A boy with a rare genetic condition has regained his sight thanks to creative “off-label” use of a gene therapy—an innovative approach that current policy might discourage.
Antonio Vento Carvajal, 14, has dystrophic epidermolysis bullosa, a rare genetic disorder causing skin lesions. For Antonio, and about 3,000 other people worldwide, the condition also affects the eyes, causing lesions on his eyes that took away his sight for most of his life, the Associated Press reported on July 24.
In 2012, Antonio received a special visa to go from his home in Cuba to the United States, for treatment. The scar tissue was surgically removed from his eyes at the Miami Health System’s Bascom Palmer Eye Institute, but the lesions returned, Antonio’s physician, Dr. Alfonso Sabater told the AP.
Then, Dr. Sabater said, Antonio’s mother told him about an experimental skin treatment for people with dystrophic epidermolysis bullosa. Vyjuvek, which ultimately received Food and Drug Administration (FDA) approval as a skin treatment in May, uses a genetically modified herpes-simplex virus to deliver healthy copies of the COL7A1 gene directly to patients’ wounds.
At Dr. Sabater’s request, the makers of Vyjuvek, Krystal Biotech, reformulated the skin cream for “off-label” use as an eye drop. After two years of testing, the FDA gave “compassionate use” approval. The medicine has helped Antonio go from legally blind to near normal eyesight.
Dr. Sabater told the AP the delivery method for gene therapy used in the eyedrops could potentially be used for other eye diseases, such as Fuchs’ dystrophy, which affects 18 million in the U.S.
IRA discourages using drugs for second indication
The idea of trying a drug developed for one indication to treat a different indication is not new, and it has led to many medical breakthroughs, particularly with rare cancers.
Unfortunately, the practice of developing drugs for a second indication is actually discouraged by last year’s Inflation Reduction Act (IRA), which exempts orphan drugs from price controls—but only if they are developed for a single indication.
A study supported by BIO shows the IRA’s disincentives for second indication will reduce orphan drug development.
“Our modeling uncovered that a successful cancer drug company will lose a substantial amount of its future earnings as well as pay a large penalty for focusing on orphan indications.
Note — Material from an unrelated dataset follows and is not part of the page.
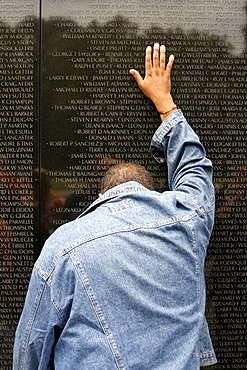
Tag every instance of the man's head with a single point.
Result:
(125, 172)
In fact, our assessment indicates that delaying market entry by three years to target a stage two adjuvant cancer treatment improves the return on investment by over half-a billion dollars,” said consulting economist Dr. Harry P. Bowen, who worked on the report.
Other studies have made similar findings, spurring calls for reform of the IRA and development of an Orphan Drug Act 2.0 to allow orphan drugs to enjoy market incentives regardless of the number of indications they treat.